De hecho, la pretensión de postularla pese a todo, pudo apreciarse como el primer intento de descalificar la posibilidad de participación en estas elecciones, que fue uno de los acuerdos emanados del último encuentro del diálogo entre esa parte de la oposición y el Gobierno, con la presencia desde lejos, pero latente, de la administración Biden.
La mesa de conversaciones en Barbados también dejó el compromiso opositor de bregar porque Washington devolviera a Caracas 3 000 millones del total de entre 24 000 a 30 000 millones de dólares en valores del Estado venezolano bloqueados en el exterior por obra y gracia de las medidas punitivas estadounidenses, que las puso en manos de una representación de esa derecha.
Esa fue la parte de los acuerdos que no se cumplió, porque los fondos no han sido devueltos. Solo puede pensarse que la insistencia de la Plataforma en postular a una política que se sabía inhabilitada desde hacía nueve años, buscaba el efecto mediático que casi consigue ese sector y sus seguidores en el extranjero: presentar a Caracas como incumplidora, viabilizar nuevas sanciones contra ella, y deslegitimar falsamente los comicios.
No obstante, las rencillas entre los partidos miembros de la alianza y mencionados incumplimientos legales de parte de uno de ellos —Vente Venezuela, la agrupación de Machado— desembocaron finalmente en la escogencia de González, quien fue inscrito pese a que el plazo marcado por el CNE para hacerlo, ya había cerrado.
Para la salud del proceso comicial, su postulación puede verse como una fortuna que desbarató las falsas acusaciones contra las elecciones y su temprano e injusto cuestionamiento.
No muchos gobiernos han debido capear temporal tan agitado y de largo azote como el actual ejecutivo de Venezuela.
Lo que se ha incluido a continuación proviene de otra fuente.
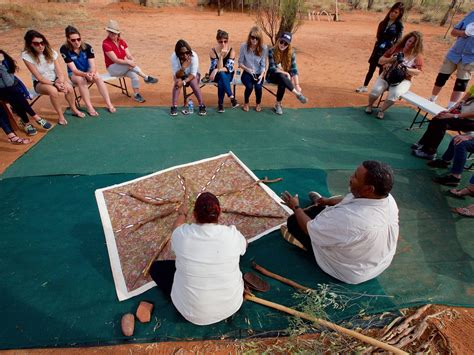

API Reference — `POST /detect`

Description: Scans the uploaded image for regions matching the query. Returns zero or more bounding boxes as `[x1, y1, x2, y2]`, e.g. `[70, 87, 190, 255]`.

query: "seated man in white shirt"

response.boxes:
[282, 160, 398, 284]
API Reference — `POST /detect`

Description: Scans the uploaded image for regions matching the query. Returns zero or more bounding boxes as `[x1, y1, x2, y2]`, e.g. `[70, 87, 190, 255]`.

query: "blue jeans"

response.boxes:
[241, 71, 263, 105]
[441, 138, 474, 175]
[214, 71, 234, 105]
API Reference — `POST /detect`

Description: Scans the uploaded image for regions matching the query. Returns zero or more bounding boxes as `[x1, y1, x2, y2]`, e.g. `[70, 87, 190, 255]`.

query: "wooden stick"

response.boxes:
[252, 261, 312, 292]
[245, 294, 408, 354]
[221, 208, 287, 218]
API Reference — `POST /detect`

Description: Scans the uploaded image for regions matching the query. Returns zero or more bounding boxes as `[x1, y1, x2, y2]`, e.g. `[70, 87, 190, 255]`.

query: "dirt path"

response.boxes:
[0, 3, 474, 354]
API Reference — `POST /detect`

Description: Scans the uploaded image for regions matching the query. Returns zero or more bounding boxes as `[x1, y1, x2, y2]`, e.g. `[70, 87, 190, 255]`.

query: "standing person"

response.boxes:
[209, 30, 239, 113]
[150, 192, 247, 325]
[170, 39, 207, 116]
[21, 30, 85, 125]
[0, 49, 52, 135]
[239, 26, 267, 112]
[102, 20, 158, 103]
[267, 32, 308, 115]
[356, 2, 405, 92]
[365, 31, 423, 120]
[282, 160, 399, 284]
[430, 11, 474, 109]
[59, 26, 116, 116]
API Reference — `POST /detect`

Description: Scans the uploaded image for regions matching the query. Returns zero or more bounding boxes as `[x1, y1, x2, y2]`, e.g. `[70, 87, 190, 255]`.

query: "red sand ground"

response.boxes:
[0, 3, 474, 354]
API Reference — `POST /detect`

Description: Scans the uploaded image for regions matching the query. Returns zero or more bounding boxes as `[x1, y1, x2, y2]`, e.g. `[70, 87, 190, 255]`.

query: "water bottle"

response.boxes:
[188, 99, 194, 115]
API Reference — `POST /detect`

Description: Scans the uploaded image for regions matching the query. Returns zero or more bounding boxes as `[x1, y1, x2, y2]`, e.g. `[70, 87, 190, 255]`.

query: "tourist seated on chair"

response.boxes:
[428, 134, 474, 186]
[170, 39, 207, 116]
[209, 30, 239, 113]
[21, 30, 85, 128]
[102, 20, 158, 103]
[239, 26, 267, 112]
[365, 31, 423, 120]
[0, 106, 31, 144]
[282, 160, 399, 284]
[59, 26, 116, 116]
[150, 192, 247, 325]
[0, 49, 52, 136]
[412, 85, 474, 160]
[266, 32, 308, 115]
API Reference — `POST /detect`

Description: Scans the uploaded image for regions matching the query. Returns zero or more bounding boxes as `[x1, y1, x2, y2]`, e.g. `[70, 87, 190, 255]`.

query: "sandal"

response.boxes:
[244, 272, 270, 292]
[453, 205, 474, 218]
[7, 135, 32, 145]
[449, 187, 474, 198]
[280, 226, 307, 250]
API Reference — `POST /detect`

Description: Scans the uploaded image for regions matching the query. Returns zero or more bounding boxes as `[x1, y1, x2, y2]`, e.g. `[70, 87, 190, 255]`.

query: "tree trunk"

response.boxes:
[439, 0, 458, 26]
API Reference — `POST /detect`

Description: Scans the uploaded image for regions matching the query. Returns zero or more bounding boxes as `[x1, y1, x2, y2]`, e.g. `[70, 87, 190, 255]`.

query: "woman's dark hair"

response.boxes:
[216, 30, 229, 40]
[362, 160, 393, 197]
[174, 39, 193, 58]
[194, 192, 221, 223]
[377, 1, 405, 38]
[64, 25, 86, 51]
[0, 49, 18, 74]
[24, 30, 54, 63]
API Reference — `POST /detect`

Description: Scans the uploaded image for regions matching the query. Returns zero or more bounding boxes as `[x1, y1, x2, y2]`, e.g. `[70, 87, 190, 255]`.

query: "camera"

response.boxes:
[397, 52, 405, 64]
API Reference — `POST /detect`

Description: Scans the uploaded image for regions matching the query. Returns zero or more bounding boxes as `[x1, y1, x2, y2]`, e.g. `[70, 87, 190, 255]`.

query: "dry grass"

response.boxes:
[0, 4, 88, 31]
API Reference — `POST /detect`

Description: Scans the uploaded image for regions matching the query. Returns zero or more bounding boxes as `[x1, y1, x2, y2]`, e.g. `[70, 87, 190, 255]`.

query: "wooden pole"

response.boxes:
[252, 261, 312, 292]
[245, 294, 408, 355]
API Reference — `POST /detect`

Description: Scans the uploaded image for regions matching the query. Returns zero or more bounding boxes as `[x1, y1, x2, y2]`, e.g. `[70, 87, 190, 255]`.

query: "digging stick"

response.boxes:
[252, 261, 312, 292]
[245, 294, 408, 354]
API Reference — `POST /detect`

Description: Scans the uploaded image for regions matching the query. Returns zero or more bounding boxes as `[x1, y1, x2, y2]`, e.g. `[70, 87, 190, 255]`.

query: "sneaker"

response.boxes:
[275, 104, 283, 115]
[18, 120, 38, 136]
[280, 226, 307, 250]
[432, 174, 461, 187]
[133, 93, 146, 103]
[230, 97, 239, 108]
[356, 85, 369, 93]
[36, 118, 53, 130]
[308, 191, 323, 205]
[145, 75, 158, 84]
[411, 149, 436, 160]
[199, 105, 207, 116]
[296, 93, 308, 104]
[427, 159, 449, 169]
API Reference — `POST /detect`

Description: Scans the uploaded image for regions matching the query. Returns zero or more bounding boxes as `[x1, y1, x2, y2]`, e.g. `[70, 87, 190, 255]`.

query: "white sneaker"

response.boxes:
[356, 86, 369, 93]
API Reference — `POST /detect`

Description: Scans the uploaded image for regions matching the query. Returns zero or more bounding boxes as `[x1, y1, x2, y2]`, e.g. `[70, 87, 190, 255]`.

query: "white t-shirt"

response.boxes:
[171, 223, 247, 325]
[21, 49, 58, 81]
[307, 193, 399, 284]
[171, 51, 199, 77]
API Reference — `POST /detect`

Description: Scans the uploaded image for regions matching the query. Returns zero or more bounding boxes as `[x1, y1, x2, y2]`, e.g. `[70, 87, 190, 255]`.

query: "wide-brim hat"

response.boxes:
[105, 20, 120, 34]
[280, 32, 293, 44]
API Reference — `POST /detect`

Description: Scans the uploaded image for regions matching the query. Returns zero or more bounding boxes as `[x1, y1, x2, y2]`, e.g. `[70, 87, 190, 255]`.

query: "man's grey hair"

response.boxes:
[362, 160, 393, 196]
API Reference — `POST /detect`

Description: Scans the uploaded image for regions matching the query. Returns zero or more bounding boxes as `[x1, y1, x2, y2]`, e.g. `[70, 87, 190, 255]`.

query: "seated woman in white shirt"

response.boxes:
[170, 39, 206, 116]
[21, 30, 85, 125]
[150, 192, 247, 325]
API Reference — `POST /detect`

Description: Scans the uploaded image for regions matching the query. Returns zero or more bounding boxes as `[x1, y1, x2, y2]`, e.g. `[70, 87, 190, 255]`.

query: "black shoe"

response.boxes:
[199, 105, 207, 116]
[426, 159, 449, 169]
[433, 174, 461, 186]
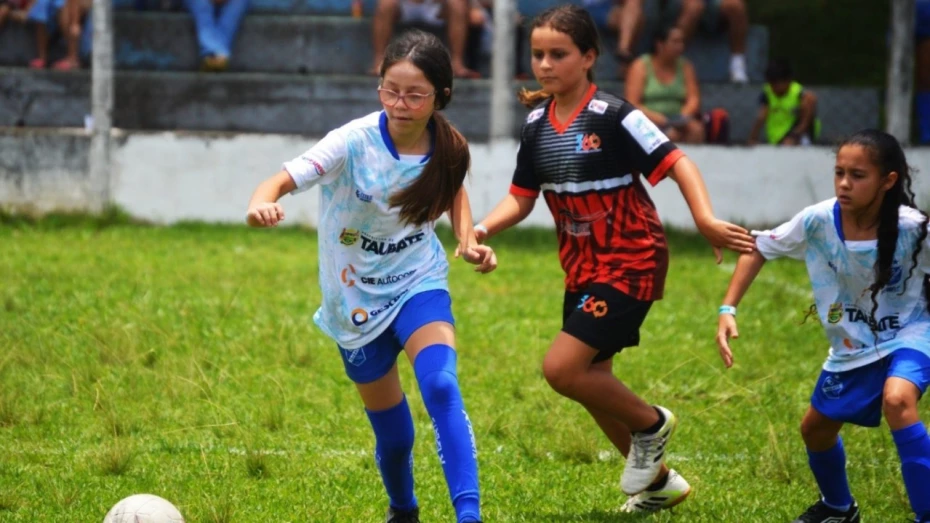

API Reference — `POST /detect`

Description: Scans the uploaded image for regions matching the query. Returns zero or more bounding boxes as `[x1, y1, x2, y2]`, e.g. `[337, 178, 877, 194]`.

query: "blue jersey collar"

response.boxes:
[378, 111, 436, 163]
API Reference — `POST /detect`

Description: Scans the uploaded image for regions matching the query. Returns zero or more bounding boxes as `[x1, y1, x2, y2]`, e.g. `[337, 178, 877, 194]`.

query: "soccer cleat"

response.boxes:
[620, 406, 678, 496]
[384, 507, 420, 523]
[620, 470, 691, 512]
[791, 500, 859, 523]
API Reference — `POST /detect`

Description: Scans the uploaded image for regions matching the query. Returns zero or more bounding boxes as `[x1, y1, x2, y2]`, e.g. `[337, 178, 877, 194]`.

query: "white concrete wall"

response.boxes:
[0, 129, 930, 229]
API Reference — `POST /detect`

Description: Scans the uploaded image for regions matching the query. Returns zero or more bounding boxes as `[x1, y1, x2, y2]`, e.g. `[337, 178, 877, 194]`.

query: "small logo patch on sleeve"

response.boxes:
[620, 109, 668, 154]
[588, 100, 607, 114]
[526, 107, 546, 123]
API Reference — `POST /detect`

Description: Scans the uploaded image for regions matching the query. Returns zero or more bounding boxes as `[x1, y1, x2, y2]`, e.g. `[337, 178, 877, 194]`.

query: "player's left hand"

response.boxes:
[698, 218, 756, 264]
[455, 245, 497, 274]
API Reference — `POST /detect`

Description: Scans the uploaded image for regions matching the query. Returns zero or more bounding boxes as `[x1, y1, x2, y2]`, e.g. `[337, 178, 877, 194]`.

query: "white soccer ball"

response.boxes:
[103, 494, 184, 523]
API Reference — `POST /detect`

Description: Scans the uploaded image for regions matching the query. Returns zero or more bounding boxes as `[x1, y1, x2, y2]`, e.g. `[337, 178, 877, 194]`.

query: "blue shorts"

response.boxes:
[811, 349, 930, 427]
[26, 0, 65, 25]
[337, 290, 455, 383]
[915, 0, 930, 41]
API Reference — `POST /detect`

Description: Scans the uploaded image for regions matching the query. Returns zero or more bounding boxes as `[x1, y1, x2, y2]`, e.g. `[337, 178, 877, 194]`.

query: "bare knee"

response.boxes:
[882, 390, 917, 427]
Las pérdidas a su economía que significaron las medidas unilaterales de coerción ascienden a más de 640 000 millones de dólares y tuvieron su peor materialización en el endurecimiento de la vida de la gente.
Sin embargo, el momento duro ya pasó a juzgar por las cifras recientes de la economía, que apuntan a un crecimiento importante este año, por lo que puede estimarse que ese rubro está en los mejores momentos desde lo más crudo del asedio, cuando la temprana partida de Chávez en 2013, hizo pensar a los gavilanes en que una paloma herida sería su presa fácil.
La diversificación de la economía nacional con amplia y novedosa participación de la agricultura, así como la expansión de los negocios de PDVSA a nuevos mercados como lo han sido Irán, Rusia y otros países también «castigados» por EE. UU. que lo desafían, revitalizó el sector petrolero aunque, desde luego, todavía las producciones de una esfera descapitalizada por ausencia de insumos, todavía no le permita llegar a los tres millones de barriles diarios que produjo en sus mejores momentos; pero la cifra se ha incrementado en los meses recientes hasta los 876 000 toneles por día reportados en diciembre.
Los problemas de Europa con el crudo en razón del conflicto Rusia-Ucrania y las sanciones contra Moscú han significado, para Venezuela, sin embargo, momentos de cierta «holgura» posibilitadas por ranuras alternativamente abiertas y cerradas por la OFAC, bajo la presión que significa para la Casa Blanca la escasez y carestía del crudo en medio de las tensiones —crecientes— en el Viejo Continente.
Precisamente, la decisión reciente de Maduro de reinstalar un diálogo con Estados Unidos que había transcurrido sin alharacas y acaba de ser reabierto por petición de Washington, se anunció, significa una prueba de la capacidad del ejecutivo bolivariano no solo para conducir el país en medio de las limitaciones económicas y solventarlas, sino de establecer canales necesarios en el plano político que ratifican la legitimidad del Gobierno, y que también serán saludables, sean cuales sean los escenarios después del 28 de julio.